A occhio, senza sapere ancora quali siano state le motivazioni giuridiche adottate dai giudici della Corte suprema britannica, la loro decisione pare corretta: tra i due diritti contrapposti, in questo caso, è giusto propendere per la prevalenza del secondo sul primo. Perché in gioco c’è sì una discriminazione “politica”, ma anche una questione, superiore, che afferisce al diritto d’opinione.

Se la pasticceria Ashers avesse rifiutato di servire Lee soltanto perché gay, o a causa del suo sostegno per il matrimonio tra persone dello stesso sesso, il pasticciere McArthur sarebbe stato sicuramente colpevole di discriminazione. Ma non è stato così: il pasticciere si è esclusivamente rifiutato di decorare una torta con un messaggio che non condivideva.

Ipotizziamo quali potrebbero essere le estreme conseguenze di una ipotetica sentenza definitiva che, nella Gran Bretagna liberale, condannasse McArthur a scrivere sulla sua torta la frase sul matrimonio gay, un’idea che non condivide e anzi contrasta con tutto il suo credo. È evidente che quella sentenza farebbe giurisprudenza e orienterebbe tutte le sentenze inglesi, da quel momento in poi: e ne verrebbe inevitabilmente (e pericolosamente) conculcata proprio la libertà di opinione.

Le dirette conseguenze

Pensateci bene. Portando la questione alle estreme conseguenze, a quel punto, un editore di sinistra potrebbe essere obbligato da un qualsiasi tribunale a pubblicare un libro di estrema destra, o comunque un testo che l’editore progressista non condivide affatto; e altrettanto potrebbe accadere in senso diametralmente opposto. Per assurdo, passando dalla politica alla religione, un editore ebreo potrebbe essere costretto contro la sua volontà a stampare il Corano; oppure un editore musulmano potrebbe essere sottoposto a pressioni legali per stampare una rivista satirica contenente vignette con le immagini di Dio o del profeta Maometto, in pieno contrasto con la sua religione.
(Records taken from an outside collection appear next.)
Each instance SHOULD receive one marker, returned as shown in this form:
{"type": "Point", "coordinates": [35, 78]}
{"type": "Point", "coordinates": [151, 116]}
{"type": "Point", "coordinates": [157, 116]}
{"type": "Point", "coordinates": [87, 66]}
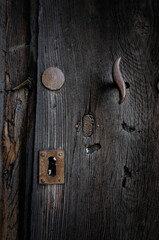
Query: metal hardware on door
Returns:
{"type": "Point", "coordinates": [53, 78]}
{"type": "Point", "coordinates": [51, 167]}
{"type": "Point", "coordinates": [119, 80]}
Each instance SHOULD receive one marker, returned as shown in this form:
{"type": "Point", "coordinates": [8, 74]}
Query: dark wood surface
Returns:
{"type": "Point", "coordinates": [111, 188]}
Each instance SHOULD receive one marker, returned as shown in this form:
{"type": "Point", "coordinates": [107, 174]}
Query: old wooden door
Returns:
{"type": "Point", "coordinates": [111, 189]}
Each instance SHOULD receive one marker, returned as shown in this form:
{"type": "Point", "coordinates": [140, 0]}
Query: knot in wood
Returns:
{"type": "Point", "coordinates": [53, 78]}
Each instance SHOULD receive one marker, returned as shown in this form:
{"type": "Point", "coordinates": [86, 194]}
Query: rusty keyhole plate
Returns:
{"type": "Point", "coordinates": [44, 177]}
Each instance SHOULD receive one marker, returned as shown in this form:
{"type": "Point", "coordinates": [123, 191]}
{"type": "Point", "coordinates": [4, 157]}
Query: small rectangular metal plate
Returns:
{"type": "Point", "coordinates": [44, 177]}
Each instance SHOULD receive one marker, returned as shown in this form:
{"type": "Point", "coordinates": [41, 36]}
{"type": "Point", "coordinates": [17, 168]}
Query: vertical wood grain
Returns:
{"type": "Point", "coordinates": [2, 76]}
{"type": "Point", "coordinates": [111, 193]}
{"type": "Point", "coordinates": [14, 134]}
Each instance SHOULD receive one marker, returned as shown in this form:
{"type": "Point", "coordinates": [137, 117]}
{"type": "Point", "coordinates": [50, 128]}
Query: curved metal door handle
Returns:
{"type": "Point", "coordinates": [119, 79]}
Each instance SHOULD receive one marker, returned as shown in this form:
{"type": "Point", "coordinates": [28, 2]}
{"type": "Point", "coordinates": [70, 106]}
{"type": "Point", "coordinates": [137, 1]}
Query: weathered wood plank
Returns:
{"type": "Point", "coordinates": [14, 133]}
{"type": "Point", "coordinates": [2, 66]}
{"type": "Point", "coordinates": [111, 193]}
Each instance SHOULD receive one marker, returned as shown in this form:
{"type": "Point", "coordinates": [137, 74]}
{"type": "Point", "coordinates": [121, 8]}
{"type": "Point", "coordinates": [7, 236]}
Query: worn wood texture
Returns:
{"type": "Point", "coordinates": [17, 116]}
{"type": "Point", "coordinates": [111, 193]}
{"type": "Point", "coordinates": [111, 188]}
{"type": "Point", "coordinates": [2, 74]}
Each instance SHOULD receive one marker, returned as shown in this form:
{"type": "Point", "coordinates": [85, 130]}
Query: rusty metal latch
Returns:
{"type": "Point", "coordinates": [51, 167]}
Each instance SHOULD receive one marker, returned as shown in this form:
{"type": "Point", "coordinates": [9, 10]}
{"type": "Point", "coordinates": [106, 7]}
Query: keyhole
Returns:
{"type": "Point", "coordinates": [52, 167]}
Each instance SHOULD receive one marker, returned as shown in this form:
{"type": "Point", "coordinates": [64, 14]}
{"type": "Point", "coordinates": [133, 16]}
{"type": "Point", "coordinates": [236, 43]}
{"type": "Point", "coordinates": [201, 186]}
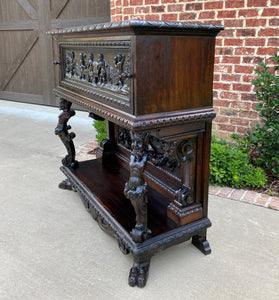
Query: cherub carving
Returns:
{"type": "Point", "coordinates": [71, 63]}
{"type": "Point", "coordinates": [82, 65]}
{"type": "Point", "coordinates": [119, 63]}
{"type": "Point", "coordinates": [102, 73]}
{"type": "Point", "coordinates": [93, 69]}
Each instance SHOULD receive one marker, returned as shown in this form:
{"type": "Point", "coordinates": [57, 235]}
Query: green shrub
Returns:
{"type": "Point", "coordinates": [100, 127]}
{"type": "Point", "coordinates": [263, 141]}
{"type": "Point", "coordinates": [230, 166]}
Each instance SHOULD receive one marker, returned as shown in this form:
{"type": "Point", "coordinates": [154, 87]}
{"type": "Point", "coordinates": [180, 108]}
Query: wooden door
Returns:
{"type": "Point", "coordinates": [26, 51]}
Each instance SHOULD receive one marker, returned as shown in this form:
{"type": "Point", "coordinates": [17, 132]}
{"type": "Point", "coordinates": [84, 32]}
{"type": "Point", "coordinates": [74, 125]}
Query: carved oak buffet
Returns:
{"type": "Point", "coordinates": [152, 82]}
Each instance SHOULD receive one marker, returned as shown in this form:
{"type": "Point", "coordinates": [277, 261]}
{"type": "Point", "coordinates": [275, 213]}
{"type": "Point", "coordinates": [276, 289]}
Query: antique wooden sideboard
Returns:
{"type": "Point", "coordinates": [152, 82]}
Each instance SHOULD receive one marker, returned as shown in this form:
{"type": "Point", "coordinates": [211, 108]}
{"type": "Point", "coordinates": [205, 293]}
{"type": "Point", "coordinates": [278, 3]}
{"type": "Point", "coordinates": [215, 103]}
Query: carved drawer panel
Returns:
{"type": "Point", "coordinates": [99, 68]}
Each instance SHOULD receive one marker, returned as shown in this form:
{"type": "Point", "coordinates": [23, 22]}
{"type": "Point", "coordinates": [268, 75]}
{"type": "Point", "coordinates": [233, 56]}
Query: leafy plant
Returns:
{"type": "Point", "coordinates": [230, 166]}
{"type": "Point", "coordinates": [100, 127]}
{"type": "Point", "coordinates": [263, 140]}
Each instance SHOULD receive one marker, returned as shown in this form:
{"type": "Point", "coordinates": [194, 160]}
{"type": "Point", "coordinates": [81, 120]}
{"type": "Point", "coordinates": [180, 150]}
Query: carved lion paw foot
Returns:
{"type": "Point", "coordinates": [65, 185]}
{"type": "Point", "coordinates": [138, 275]}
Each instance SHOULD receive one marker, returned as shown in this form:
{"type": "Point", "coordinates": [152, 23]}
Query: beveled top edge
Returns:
{"type": "Point", "coordinates": [140, 24]}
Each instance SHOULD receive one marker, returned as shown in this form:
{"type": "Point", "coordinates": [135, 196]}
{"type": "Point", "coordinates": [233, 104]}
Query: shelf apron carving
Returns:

Insomma, è evidente che il proprietario cristiano di un bar non ha alcun diritto di vietare l’accesso ad atei, ebrei, islamici o aderenti a Scientology solo perché non condivide il loro credo. E allo stesso modo è sacrosanto che sia impedito per legge al ristoratore razzista di scrivere su un cartello all’ingresso del locale: “Qui non serviamo neri”.

Allo stesso modo, il proprietario di una pasticceria che pure sia contrario all’omosessualità non può respingere un cliente gay. Ma questo non ha nulla a che fare con il suo diritto a esprimere un’opinione contraria al matrimonio tra omosessuali. E, soprattutto, non ha nulla a che fare con il suo sacrosanto diritto di NON scrivere una frase che non condivide sul sì al matrimonio tra omosessuali. Nemmeno se si tratta di una scritta su una stupida torta.